Interesting, but not new. I had difficulty in the past when I was trying to get
VC to generate optimized assembly output for a particular function. I would
write the function and call it from main() with a constant. The result? It would
generate a move with the evaluated result.

This doesn't happen often in large projects because the function will be in
another file, but the same principle applys for the template metaprogramming.
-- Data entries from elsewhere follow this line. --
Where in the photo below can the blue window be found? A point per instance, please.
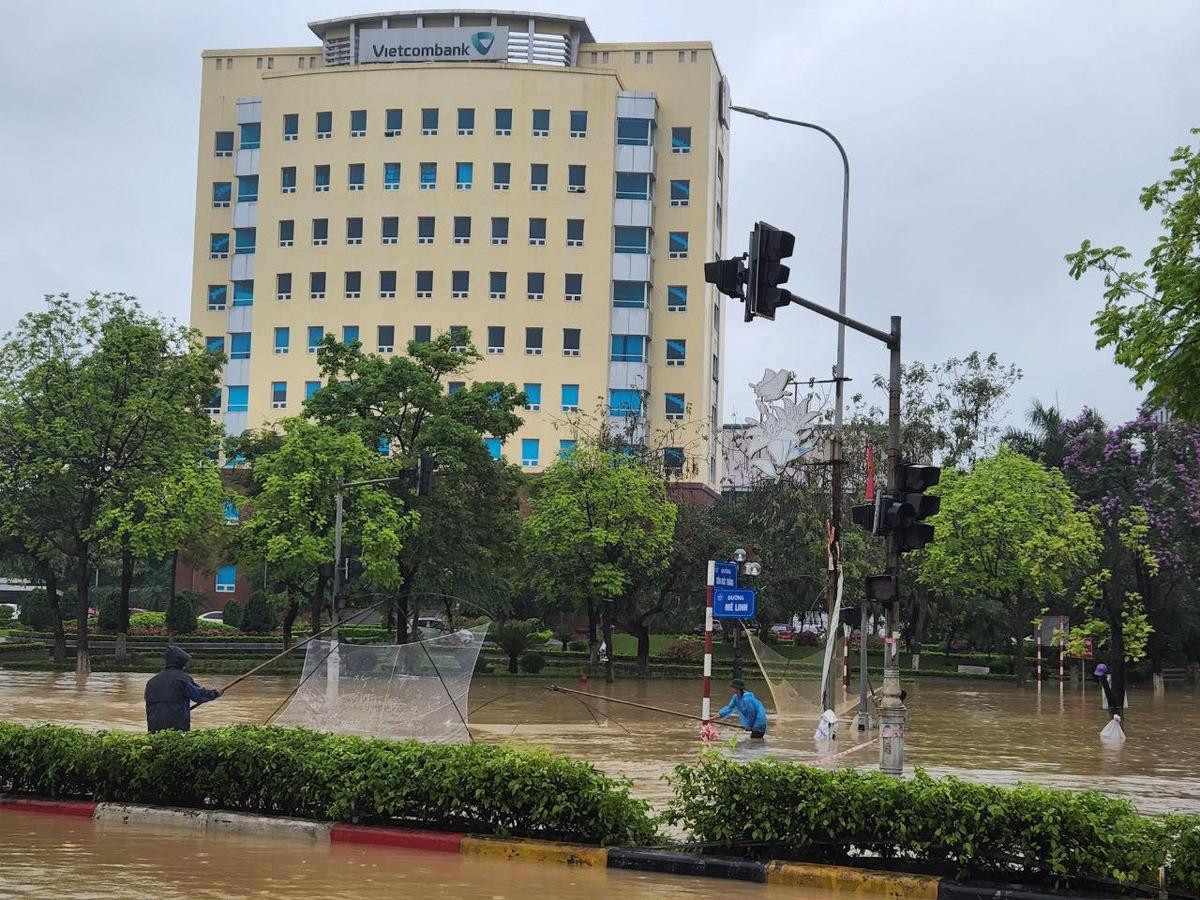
(217, 294)
(624, 401)
(533, 396)
(629, 348)
(244, 240)
(227, 580)
(244, 293)
(634, 132)
(570, 397)
(251, 136)
(633, 186)
(629, 294)
(239, 345)
(631, 239)
(677, 298)
(465, 174)
(247, 189)
(238, 399)
(316, 335)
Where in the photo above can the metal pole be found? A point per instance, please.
(892, 709)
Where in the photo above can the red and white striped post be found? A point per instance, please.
(706, 706)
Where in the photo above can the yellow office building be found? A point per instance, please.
(425, 172)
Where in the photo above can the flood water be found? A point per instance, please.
(983, 731)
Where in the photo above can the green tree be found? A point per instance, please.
(600, 527)
(1151, 316)
(1008, 531)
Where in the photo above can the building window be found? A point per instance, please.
(424, 285)
(496, 339)
(539, 177)
(570, 397)
(631, 239)
(227, 580)
(502, 175)
(538, 232)
(385, 339)
(497, 286)
(238, 399)
(394, 123)
(576, 179)
(629, 294)
(324, 125)
(633, 186)
(628, 348)
(634, 132)
(429, 175)
(677, 352)
(460, 283)
(391, 177)
(466, 120)
(677, 298)
(574, 232)
(574, 287)
(624, 402)
(676, 407)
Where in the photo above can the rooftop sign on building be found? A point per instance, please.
(425, 45)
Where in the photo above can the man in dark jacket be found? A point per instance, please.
(169, 695)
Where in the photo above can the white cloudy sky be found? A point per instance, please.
(985, 138)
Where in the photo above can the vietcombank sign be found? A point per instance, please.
(423, 45)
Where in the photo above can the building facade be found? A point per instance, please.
(497, 173)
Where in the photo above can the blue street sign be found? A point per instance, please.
(725, 575)
(735, 604)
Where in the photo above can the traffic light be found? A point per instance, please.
(769, 247)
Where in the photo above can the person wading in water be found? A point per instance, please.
(169, 695)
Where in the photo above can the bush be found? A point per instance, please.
(477, 787)
(181, 613)
(532, 663)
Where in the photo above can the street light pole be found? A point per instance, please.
(835, 449)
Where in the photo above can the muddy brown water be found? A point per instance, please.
(983, 731)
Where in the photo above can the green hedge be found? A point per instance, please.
(477, 787)
(979, 829)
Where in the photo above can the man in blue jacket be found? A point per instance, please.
(169, 695)
(749, 708)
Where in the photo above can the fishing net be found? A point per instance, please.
(403, 691)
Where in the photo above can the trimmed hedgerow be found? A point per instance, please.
(979, 829)
(474, 787)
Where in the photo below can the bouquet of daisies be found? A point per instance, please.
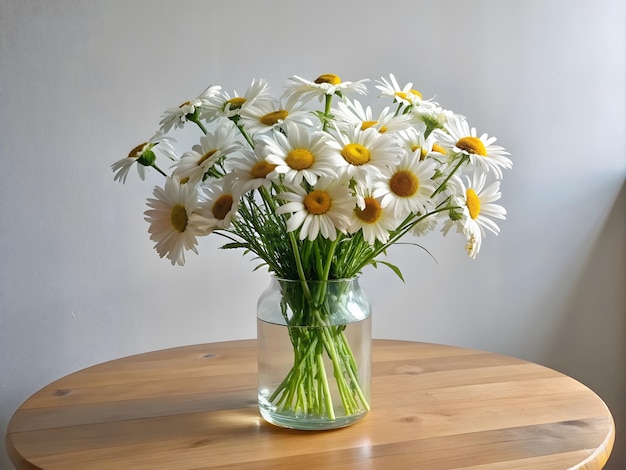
(314, 183)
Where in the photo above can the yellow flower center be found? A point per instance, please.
(222, 206)
(473, 203)
(328, 78)
(368, 124)
(400, 94)
(356, 154)
(236, 103)
(206, 156)
(178, 218)
(438, 148)
(134, 153)
(272, 118)
(300, 159)
(317, 202)
(472, 145)
(261, 169)
(372, 211)
(404, 183)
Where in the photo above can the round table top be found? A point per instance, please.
(195, 407)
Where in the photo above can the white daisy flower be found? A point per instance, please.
(177, 116)
(301, 89)
(218, 203)
(323, 210)
(225, 105)
(300, 154)
(263, 116)
(375, 222)
(250, 170)
(365, 153)
(170, 216)
(432, 115)
(144, 156)
(476, 201)
(406, 187)
(351, 113)
(461, 140)
(195, 163)
(405, 95)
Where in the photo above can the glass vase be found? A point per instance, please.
(314, 351)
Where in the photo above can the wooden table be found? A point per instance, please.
(433, 407)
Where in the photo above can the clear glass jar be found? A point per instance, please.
(314, 352)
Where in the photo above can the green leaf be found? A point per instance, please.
(394, 268)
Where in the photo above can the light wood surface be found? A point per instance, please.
(433, 407)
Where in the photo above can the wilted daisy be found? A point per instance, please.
(407, 186)
(177, 116)
(365, 153)
(373, 220)
(462, 140)
(352, 113)
(172, 226)
(476, 201)
(195, 163)
(300, 154)
(143, 155)
(405, 95)
(225, 105)
(301, 89)
(263, 116)
(218, 203)
(322, 210)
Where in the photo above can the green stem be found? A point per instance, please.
(443, 185)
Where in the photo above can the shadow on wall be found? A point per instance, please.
(590, 343)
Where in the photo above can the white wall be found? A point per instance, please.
(82, 82)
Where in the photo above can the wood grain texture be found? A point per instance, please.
(433, 407)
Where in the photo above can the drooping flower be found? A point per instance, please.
(301, 89)
(322, 210)
(458, 137)
(143, 156)
(177, 116)
(194, 164)
(263, 116)
(225, 105)
(406, 95)
(218, 203)
(351, 114)
(375, 222)
(250, 170)
(478, 208)
(170, 216)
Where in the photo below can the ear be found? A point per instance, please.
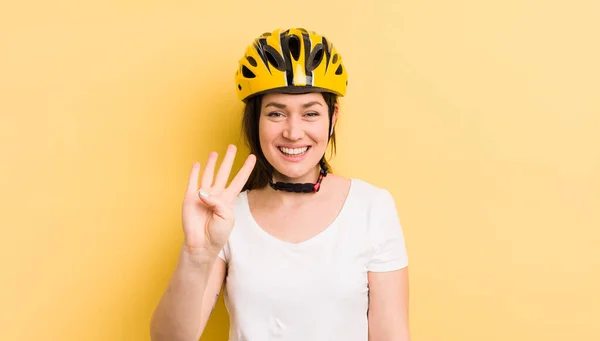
(334, 118)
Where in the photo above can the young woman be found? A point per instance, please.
(304, 254)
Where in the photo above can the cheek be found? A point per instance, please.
(266, 133)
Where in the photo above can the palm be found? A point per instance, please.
(207, 222)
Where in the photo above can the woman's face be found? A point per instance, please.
(293, 132)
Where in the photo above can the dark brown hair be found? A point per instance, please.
(263, 170)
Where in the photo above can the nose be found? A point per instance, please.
(293, 129)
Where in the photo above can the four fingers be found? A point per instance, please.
(206, 183)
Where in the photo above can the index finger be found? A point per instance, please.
(238, 182)
(193, 180)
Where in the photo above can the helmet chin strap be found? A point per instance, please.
(304, 187)
(301, 187)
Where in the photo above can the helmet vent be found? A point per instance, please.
(294, 46)
(315, 58)
(252, 61)
(274, 57)
(247, 73)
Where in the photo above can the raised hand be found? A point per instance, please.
(207, 211)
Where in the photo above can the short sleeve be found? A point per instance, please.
(386, 235)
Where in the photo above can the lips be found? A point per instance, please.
(294, 154)
(293, 151)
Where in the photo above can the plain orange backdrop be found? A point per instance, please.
(482, 118)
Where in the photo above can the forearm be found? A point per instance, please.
(177, 316)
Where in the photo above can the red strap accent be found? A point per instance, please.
(316, 187)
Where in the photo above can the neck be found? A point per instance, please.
(291, 198)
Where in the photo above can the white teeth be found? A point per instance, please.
(293, 151)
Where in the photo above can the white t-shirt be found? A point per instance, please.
(316, 290)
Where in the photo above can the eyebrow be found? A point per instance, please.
(282, 106)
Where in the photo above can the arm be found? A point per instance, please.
(388, 306)
(211, 294)
(183, 310)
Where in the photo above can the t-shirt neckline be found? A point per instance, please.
(305, 243)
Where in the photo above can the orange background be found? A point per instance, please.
(482, 119)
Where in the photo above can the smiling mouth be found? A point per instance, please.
(293, 152)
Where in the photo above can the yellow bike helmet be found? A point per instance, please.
(290, 61)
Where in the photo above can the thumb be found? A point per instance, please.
(217, 205)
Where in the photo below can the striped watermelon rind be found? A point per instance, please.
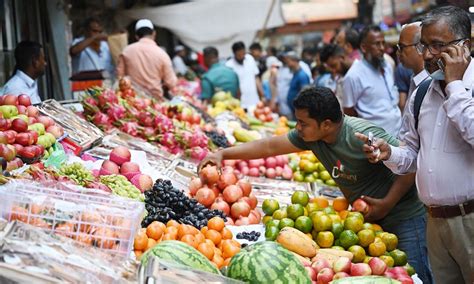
(180, 253)
(267, 262)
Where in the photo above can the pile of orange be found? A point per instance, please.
(214, 241)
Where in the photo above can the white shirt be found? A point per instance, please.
(248, 86)
(416, 81)
(179, 66)
(89, 59)
(442, 150)
(21, 84)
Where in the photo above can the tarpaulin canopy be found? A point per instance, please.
(219, 23)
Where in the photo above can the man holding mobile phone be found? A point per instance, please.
(439, 144)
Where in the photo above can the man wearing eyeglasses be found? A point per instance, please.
(369, 85)
(440, 148)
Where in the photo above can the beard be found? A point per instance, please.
(377, 62)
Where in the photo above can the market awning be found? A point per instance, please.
(321, 10)
(208, 22)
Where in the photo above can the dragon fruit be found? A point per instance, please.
(107, 97)
(197, 153)
(116, 112)
(130, 128)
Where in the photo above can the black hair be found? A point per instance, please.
(255, 46)
(330, 50)
(352, 37)
(25, 53)
(365, 32)
(88, 21)
(320, 102)
(237, 46)
(210, 51)
(457, 19)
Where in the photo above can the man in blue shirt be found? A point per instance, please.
(219, 77)
(30, 65)
(369, 87)
(300, 78)
(91, 52)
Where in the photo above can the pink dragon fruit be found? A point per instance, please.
(130, 128)
(116, 112)
(197, 153)
(101, 120)
(107, 97)
(145, 119)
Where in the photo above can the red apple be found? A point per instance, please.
(24, 100)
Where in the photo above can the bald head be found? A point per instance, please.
(407, 53)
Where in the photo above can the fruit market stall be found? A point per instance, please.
(115, 191)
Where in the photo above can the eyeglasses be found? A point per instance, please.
(437, 48)
(401, 46)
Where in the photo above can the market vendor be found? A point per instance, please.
(219, 77)
(323, 129)
(30, 65)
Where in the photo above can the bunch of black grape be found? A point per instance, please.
(165, 202)
(218, 139)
As for templates themselves, they have adaquate performance (better in some
cases), but I have yet to see an implementation that yields a GOOD tradeoff
between size and speed. For example, take the qsort C runtime function:

void qsort(void *base, size_t num, size_t width, int (*fncompare)(const
void *, const void *));

Can be expressed with a template as follows:

template <class T>
void qsort(T *base, size_t num);

We cut out two parameters implicit to the type -- width and fncompare. There are
two possible ways to generate code for our templated qsort function. Either the
compiler can generate the code the way the C runtime does (pass the length of
the type and comparison function as parameters), or it can generate a unique
instance for each and every type. The former choice will result in lots of code
if you call qsort with a large number of different types. The latter results in
slower code.

One other interesting problem comes into the performance vs. size tradeoff.
Small code caches more easily. Doesn't necessarily mean that a single instance
of a polymorphic routine is always preferable, but if the templates are always
expanded, you can end up losing performance and bloating your code.

Now, what I have found when I have used templates is that they work great when
you have low complexity. When you start building templates on top of templates
with nested templates (like STL), you start running into code bloat and hidden
compiler bugs. This is my experience, at least; your mileage my vary.